He first visited Na Blascaodaí (the Blasket Islands) off the west coast of Ireland in 1923. Mac Tomáis, as he quickly became known to the islanders, had attended rudimentary Irish classes at a branch of Conradh na Gaeilge in London before he went to Cambridge. When he arrived on the island, he immersed himself in the language. In six weeks of walking around, talking with Muiris Ó Súilleabháin and others, Mac Tomáis achieved near complete fluency in the language.

He spent several years with the people of the islands studying their language, history and culture. He maintained a special study of the now-extinct community in Ireland, in which he perceived elements of surviving cultural resonances with historical society prior to the development of private property as a means of production. He became a champion of the Irish language.

He had a role in the publication of the memoirs of Muiris Ó Súilleabháin, Fiche Bliain Ag Fás (Twenty Years Growing) in 1933. The introduction to Ó Súilleabháin's autobiography by E. M. Forster can also be attributed to Thomson.

When he applied for the new position of lecturer of Greek in NUI Galway in 1931 he, in the words of Richard Roche, 'astonished the interview board with a flow of Blasket Irish' and was awarded the post.

==Communism==

In 1951, he was the only member of the Communist Party's Executive Committee to vote against the Party's programme The British Road to Socialism, because "the dictatorship of the proletariat was missing". He also served on the Party's Cultural Committee.

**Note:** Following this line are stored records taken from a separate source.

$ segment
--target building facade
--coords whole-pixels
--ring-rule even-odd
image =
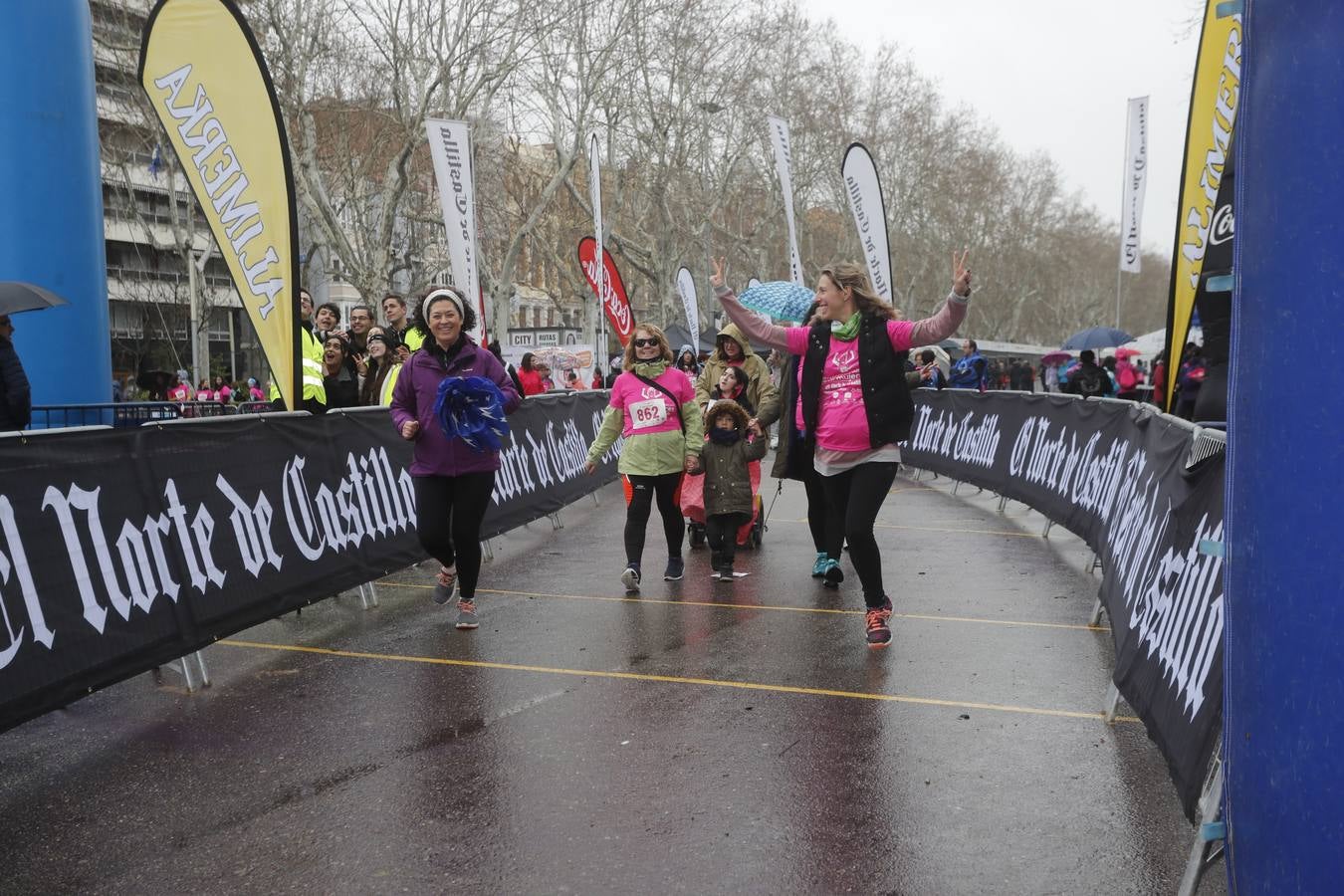
[[[228,267],[212,251],[210,226],[136,78],[151,4],[90,0],[89,8],[113,376],[185,369],[194,383],[265,380],[265,357]]]

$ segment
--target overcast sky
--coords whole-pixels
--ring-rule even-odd
[[[866,50],[895,43],[950,105],[1021,152],[1043,149],[1070,188],[1120,220],[1125,110],[1150,95],[1144,247],[1169,254],[1200,0],[800,0]],[[880,153],[880,146],[874,146]],[[1117,234],[1117,253],[1120,235]]]

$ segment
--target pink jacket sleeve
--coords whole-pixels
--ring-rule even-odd
[[[891,337],[891,347],[898,352],[909,352],[917,345],[937,345],[956,333],[961,321],[966,320],[968,304],[968,298],[949,293],[948,301],[933,317],[922,321],[888,321],[887,334]]]

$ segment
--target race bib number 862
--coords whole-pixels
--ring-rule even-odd
[[[660,398],[636,402],[630,406],[630,424],[637,430],[661,426],[668,419],[668,406]]]

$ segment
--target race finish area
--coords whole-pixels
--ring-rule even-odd
[[[884,652],[808,576],[797,484],[750,576],[688,549],[629,598],[607,485],[492,541],[474,633],[426,564],[208,647],[208,689],[99,690],[0,739],[7,889],[1172,892],[1191,829],[1102,719],[1091,551],[952,488],[882,510]]]

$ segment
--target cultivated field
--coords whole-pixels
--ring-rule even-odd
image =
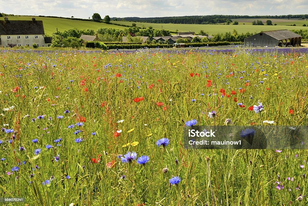
[[[9,16],[9,20],[31,20],[31,16]],[[79,29],[90,29],[96,31],[97,29],[100,27],[108,27],[118,28],[124,30],[127,27],[118,26],[112,24],[108,24],[103,23],[98,23],[94,22],[89,22],[78,20],[67,19],[59,18],[50,18],[48,17],[35,17],[37,20],[42,20],[44,23],[44,29],[47,34],[51,34],[52,33],[58,30],[63,31],[73,28],[76,28]],[[308,27],[301,26],[304,23],[308,25],[306,20],[293,20],[288,19],[272,19],[273,24],[276,23],[277,26],[259,26],[253,25],[251,22],[256,20],[256,19],[240,19],[237,20],[240,23],[238,25],[223,25],[222,24],[156,24],[140,22],[133,22],[122,21],[111,21],[115,23],[131,26],[134,23],[137,26],[140,27],[152,27],[156,29],[161,29],[162,28],[171,31],[175,31],[177,29],[179,31],[188,31],[189,30],[198,33],[201,30],[208,32],[210,35],[217,33],[224,33],[226,32],[233,31],[233,29],[236,30],[239,33],[246,33],[247,32],[260,32],[261,31],[267,31],[279,29],[304,29]],[[265,24],[266,19],[261,19]],[[242,22],[242,21],[243,21]],[[299,22],[302,22],[300,23]],[[245,23],[245,25],[243,23]],[[287,25],[296,24],[296,26],[285,26]]]
[[[0,51],[0,197],[307,205],[307,150],[183,146],[193,124],[306,125],[307,50],[201,50]]]

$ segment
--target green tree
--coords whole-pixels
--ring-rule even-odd
[[[63,46],[60,35],[54,35],[52,37],[52,47],[62,47]]]
[[[199,43],[201,42],[201,39],[199,36],[195,36],[190,41],[191,43]]]
[[[109,16],[108,15],[106,15],[104,18],[104,21],[107,24],[109,24],[110,23],[111,20],[110,18],[109,17]]]
[[[269,19],[268,20],[266,20],[266,25],[273,25],[273,23],[272,23],[272,21]]]
[[[102,20],[102,17],[98,13],[94,13],[92,15],[92,19],[96,22],[99,22]]]

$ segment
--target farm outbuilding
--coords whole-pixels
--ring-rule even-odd
[[[302,36],[287,29],[262,31],[244,40],[246,47],[298,47]]]

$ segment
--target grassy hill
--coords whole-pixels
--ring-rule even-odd
[[[31,20],[32,17],[30,16],[9,16],[9,20]],[[3,17],[1,17],[1,20],[4,19]],[[60,18],[51,18],[50,17],[35,17],[36,20],[42,20],[44,24],[44,29],[45,33],[51,34],[57,31],[57,28],[58,31],[63,31],[65,30],[67,30],[74,27],[79,29],[90,29],[96,31],[100,27],[107,27],[124,29],[126,27],[108,24],[104,23],[99,23],[94,22],[80,21],[79,20],[73,20]]]
[[[308,27],[302,26],[287,26],[287,24],[293,24],[294,23],[288,23],[287,21],[281,22],[280,23],[281,25],[277,26],[261,26],[254,25],[251,24],[251,22],[257,19],[245,19],[245,20],[247,21],[247,19],[251,20],[250,23],[245,23],[245,24],[243,24],[242,23],[240,23],[238,25],[226,25],[223,24],[156,24],[151,23],[143,23],[142,22],[130,22],[121,21],[111,21],[112,23],[124,24],[125,25],[131,25],[132,24],[134,23],[137,26],[140,27],[148,27],[151,26],[153,29],[161,29],[162,26],[163,29],[168,29],[171,31],[175,31],[177,29],[179,31],[189,31],[189,30],[192,31],[194,31],[198,33],[201,30],[203,30],[205,32],[207,32],[210,35],[217,34],[217,33],[225,33],[229,31],[232,32],[233,29],[236,29],[237,32],[240,33],[245,33],[247,31],[250,32],[259,32],[261,31],[270,31],[273,30],[279,30],[280,29],[308,29]],[[235,20],[235,19],[234,19]],[[264,23],[265,23],[267,19],[263,20],[262,19]],[[279,19],[277,19],[279,20]],[[237,21],[241,22],[239,20]],[[302,22],[302,21],[298,20]],[[306,20],[302,20],[303,22],[306,22]],[[245,23],[245,22],[244,22]],[[273,24],[275,22],[273,22]],[[278,24],[278,23],[277,23]],[[303,23],[301,24],[302,26],[304,23]],[[308,22],[306,24],[308,24]]]
[[[10,20],[31,20],[32,17],[30,16],[14,16],[9,17]],[[2,19],[3,17],[1,18]],[[45,33],[51,34],[58,31],[63,31],[74,27],[80,29],[90,29],[96,31],[100,27],[107,27],[118,28],[124,30],[127,27],[121,26],[108,24],[103,23],[99,23],[94,22],[80,21],[50,17],[36,17],[37,20],[42,20],[44,23]],[[279,29],[308,29],[308,27],[301,26],[304,23],[308,24],[308,21],[305,20],[288,19],[273,19],[270,20],[273,24],[277,23],[277,26],[259,26],[251,25],[251,22],[257,19],[234,19],[239,22],[238,25],[225,25],[223,24],[157,24],[141,22],[133,22],[122,21],[111,21],[115,23],[131,26],[133,23],[136,23],[137,27],[148,27],[151,26],[153,28],[161,29],[162,28],[171,31],[175,31],[177,29],[179,31],[188,31],[189,30],[198,33],[201,30],[203,30],[210,35],[217,33],[225,33],[226,32],[232,32],[233,29],[236,29],[240,33],[259,32],[261,31],[278,30]],[[267,19],[260,19],[265,23]],[[245,23],[245,24],[243,24]],[[286,26],[288,25],[295,24],[296,26]]]

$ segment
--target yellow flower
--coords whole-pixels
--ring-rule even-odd
[[[129,130],[128,131],[127,131],[127,133],[129,133],[130,132],[132,132],[134,130],[135,130],[135,128],[133,128],[130,130]]]
[[[126,147],[127,146],[128,146],[131,144],[130,143],[128,143],[127,144],[126,144],[122,146],[122,147]]]
[[[137,146],[139,144],[139,142],[134,142],[132,143],[131,144],[131,145],[133,146]]]

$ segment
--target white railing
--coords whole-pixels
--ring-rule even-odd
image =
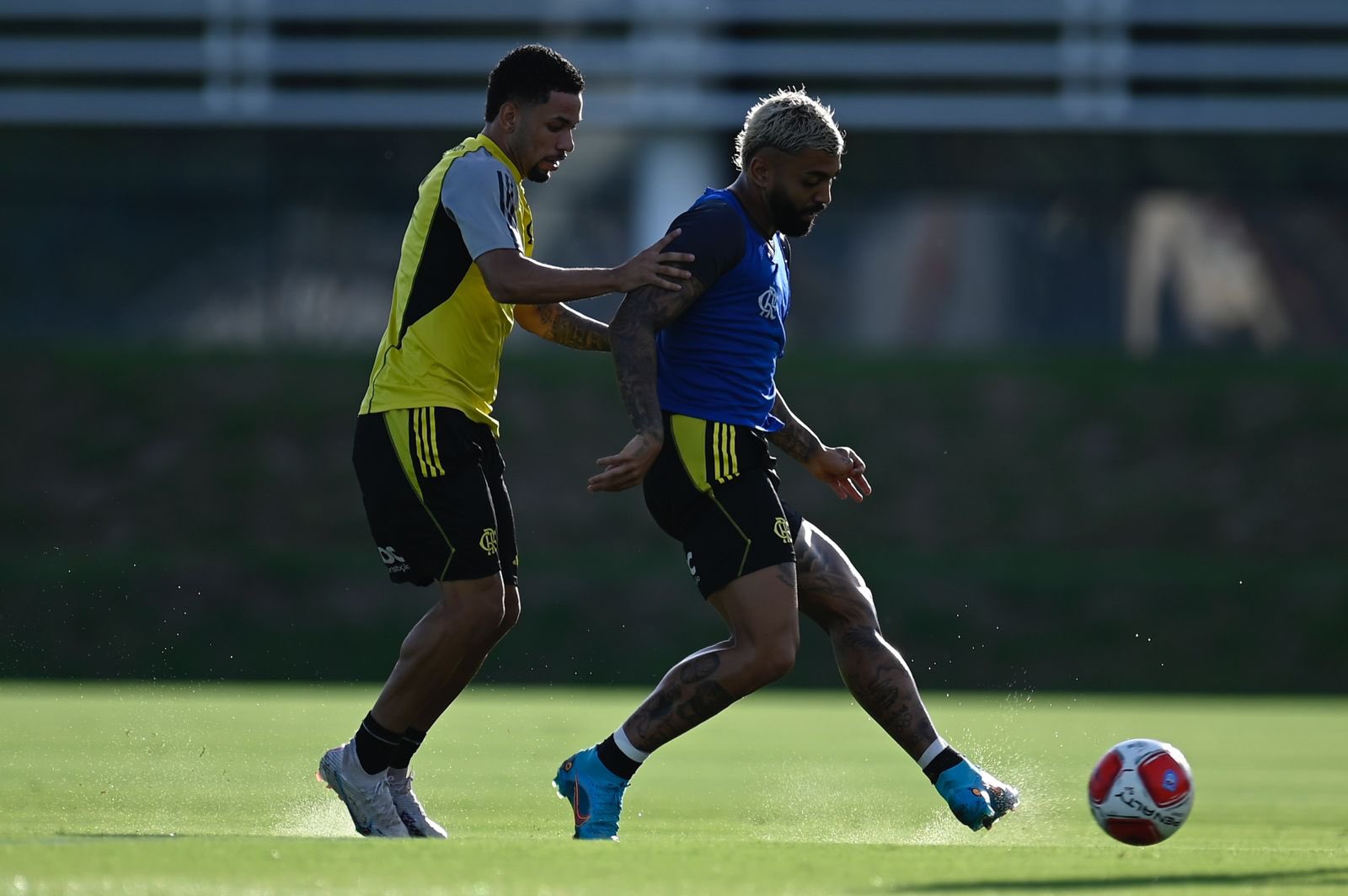
[[[0,0],[0,34],[9,125],[474,124],[542,40],[590,127],[803,82],[851,131],[1348,131],[1348,0]]]

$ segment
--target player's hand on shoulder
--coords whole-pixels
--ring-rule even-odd
[[[677,261],[693,261],[697,256],[687,252],[666,252],[665,247],[682,233],[678,228],[642,249],[616,267],[617,291],[631,292],[642,286],[658,286],[662,290],[679,290],[693,274],[675,267]]]
[[[659,457],[663,442],[654,435],[638,433],[623,446],[623,450],[609,457],[594,461],[604,468],[603,473],[596,473],[589,480],[590,492],[623,492],[640,485],[646,478],[646,472]]]
[[[871,493],[865,461],[852,449],[826,447],[806,465],[814,478],[825,482],[844,501],[861,501]]]

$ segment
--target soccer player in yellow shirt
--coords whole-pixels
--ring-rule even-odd
[[[677,233],[616,268],[532,260],[524,179],[546,182],[576,148],[584,88],[547,47],[507,54],[488,77],[485,127],[426,175],[403,236],[353,462],[390,578],[437,593],[355,737],[318,764],[367,837],[445,837],[411,791],[412,753],[519,618],[515,521],[492,418],[506,337],[518,322],[607,352],[608,327],[562,302],[678,290],[689,276],[674,263],[693,256],[665,252]]]

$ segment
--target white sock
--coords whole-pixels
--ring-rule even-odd
[[[632,760],[634,763],[644,763],[647,759],[651,757],[650,753],[643,753],[642,750],[632,746],[632,741],[628,740],[627,732],[623,730],[621,725],[619,725],[617,730],[613,732],[613,742],[617,745],[617,749],[623,750],[623,756]]]
[[[927,746],[925,750],[922,750],[922,756],[918,757],[918,768],[926,768],[927,765],[930,765],[931,760],[940,756],[941,750],[944,750],[946,746],[949,746],[949,744],[946,744],[945,740],[938,736],[934,741],[931,741],[931,746]]]

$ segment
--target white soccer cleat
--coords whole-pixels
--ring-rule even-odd
[[[390,768],[388,777],[388,795],[394,798],[394,808],[398,810],[398,817],[403,819],[403,827],[412,837],[433,837],[437,839],[445,839],[449,834],[445,829],[426,818],[426,810],[422,807],[421,800],[417,799],[417,794],[412,792],[412,775],[410,769],[406,768]]]
[[[318,780],[337,794],[361,837],[411,837],[398,815],[388,781],[368,775],[352,744],[334,746],[318,760]]]

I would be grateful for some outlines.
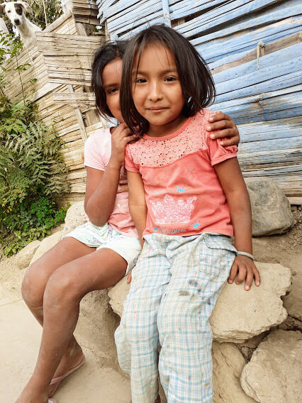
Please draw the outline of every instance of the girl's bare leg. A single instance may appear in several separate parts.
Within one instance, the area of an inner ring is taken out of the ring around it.
[[[22,284],[22,295],[29,309],[43,326],[43,296],[50,277],[62,265],[92,253],[96,248],[86,246],[71,237],[64,238],[30,265]],[[79,364],[83,358],[81,347],[72,337],[54,377],[61,376]],[[54,387],[49,387],[49,392]]]
[[[79,302],[90,291],[116,284],[126,266],[118,253],[101,249],[63,265],[50,275],[44,293],[43,332],[37,364],[17,403],[47,402],[49,383],[73,337]]]

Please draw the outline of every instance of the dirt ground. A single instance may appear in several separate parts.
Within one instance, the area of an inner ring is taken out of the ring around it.
[[[302,208],[293,206],[292,211],[296,222],[287,233],[254,238],[253,244],[257,261],[279,263],[295,274],[302,270]],[[14,260],[0,260],[0,402],[4,403],[13,403],[28,380],[41,336],[41,328],[21,295],[25,269],[18,269]],[[55,396],[58,403],[130,402],[129,380],[118,370],[116,360],[111,363],[100,352],[96,320],[81,314],[76,333],[86,363],[62,384]]]

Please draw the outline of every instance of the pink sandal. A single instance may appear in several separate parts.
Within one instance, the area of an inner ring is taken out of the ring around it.
[[[59,387],[60,384],[63,380],[63,379],[65,379],[65,377],[67,377],[67,376],[70,375],[71,374],[80,368],[82,365],[84,365],[84,363],[85,363],[85,357],[83,357],[83,359],[77,365],[76,365],[75,367],[67,371],[65,374],[61,375],[60,377],[52,378],[51,380],[50,385],[55,385],[55,387],[49,395],[49,397],[51,397],[55,394],[57,389]],[[48,399],[48,403],[56,403],[56,402],[53,399]]]

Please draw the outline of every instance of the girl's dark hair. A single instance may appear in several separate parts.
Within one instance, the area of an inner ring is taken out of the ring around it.
[[[147,131],[149,123],[138,112],[133,100],[132,72],[136,55],[138,55],[138,69],[143,50],[155,43],[169,49],[174,57],[185,99],[182,110],[185,116],[195,115],[210,105],[216,96],[215,84],[208,65],[187,39],[164,25],[154,25],[142,31],[127,44],[123,59],[120,96],[125,122],[139,136]]]
[[[110,62],[115,59],[123,59],[126,42],[124,40],[104,43],[94,55],[91,66],[91,87],[96,95],[96,106],[100,115],[106,118],[106,116],[113,118],[107,106],[106,92],[103,87],[103,70]]]

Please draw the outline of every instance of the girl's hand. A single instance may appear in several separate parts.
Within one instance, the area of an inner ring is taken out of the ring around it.
[[[236,256],[230,269],[228,282],[232,284],[237,275],[236,284],[241,284],[245,280],[245,289],[248,291],[255,278],[255,285],[260,285],[260,275],[254,262],[247,256],[239,255]]]
[[[221,145],[225,147],[227,145],[238,145],[240,140],[240,136],[239,136],[239,131],[237,128],[237,126],[230,116],[225,114],[223,114],[221,111],[218,111],[218,112],[216,112],[215,115],[211,116],[209,118],[209,125],[206,126],[206,130],[207,131],[213,131],[215,130],[219,131],[210,136],[212,140],[229,137],[230,140],[225,140],[222,141],[220,143]]]
[[[131,131],[125,123],[120,124],[116,128],[111,135],[111,163],[116,164],[120,167],[123,165],[125,160],[125,148],[127,144],[136,138],[136,134]]]

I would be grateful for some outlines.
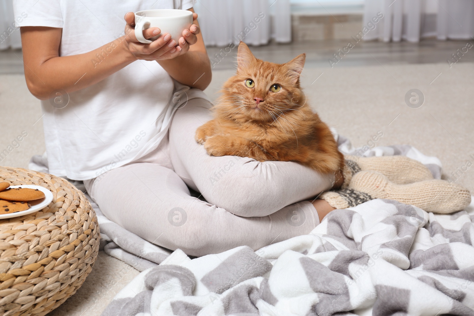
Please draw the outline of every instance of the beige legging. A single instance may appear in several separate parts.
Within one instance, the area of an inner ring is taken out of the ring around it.
[[[319,219],[304,200],[329,189],[334,175],[297,163],[209,156],[194,137],[211,119],[210,107],[190,100],[158,148],[85,181],[104,214],[149,242],[193,256],[243,245],[256,250],[310,232]]]

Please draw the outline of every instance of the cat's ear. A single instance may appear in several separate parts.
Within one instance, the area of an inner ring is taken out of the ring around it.
[[[286,63],[288,76],[292,80],[293,84],[296,83],[296,81],[300,78],[301,72],[303,71],[303,66],[304,66],[304,61],[306,59],[306,54],[302,54]]]
[[[237,52],[237,72],[246,69],[255,60],[255,57],[247,45],[240,42]]]

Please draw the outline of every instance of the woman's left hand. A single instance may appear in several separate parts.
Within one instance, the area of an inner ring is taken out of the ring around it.
[[[195,12],[192,13],[192,20],[195,21],[198,18],[198,14]],[[189,47],[191,45],[193,45],[198,41],[198,37],[196,36],[201,32],[199,26],[196,24],[191,25],[189,29],[186,29],[182,31],[182,36],[180,37],[178,40],[178,45],[176,46],[176,50],[179,52],[176,54],[175,53],[173,57],[179,56],[186,54],[189,50]]]

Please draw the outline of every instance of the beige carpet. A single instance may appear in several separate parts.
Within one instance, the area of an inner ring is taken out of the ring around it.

The Chinese Communist Revolution of 1949 had a profound effect on him and led to differences with the British Communist Party, from which he eventually drifted. He never lost his political beliefs. He was committed to working class education, including giving lectures to factory workers at Birmingham's Austin car plant. He also maintained a special affection and support for the Morning Star in his later years.

Thomson authored three popular expositions on Marxism published by the China Policy Study Group in the early 1970s. From Marx to Mao Tse-tung: A study in revolutionary dialectics (1971); Capitalism and After: The rise and fall of commodity production (1973); and The Human Essence: The sources of science and art (1974). He is also the author of Marxism and Poetry (1945).

==Personal life==
Thomson married Katherine, daughter of Hugh Fraser and Jessie Stewart. He died in Birmingham.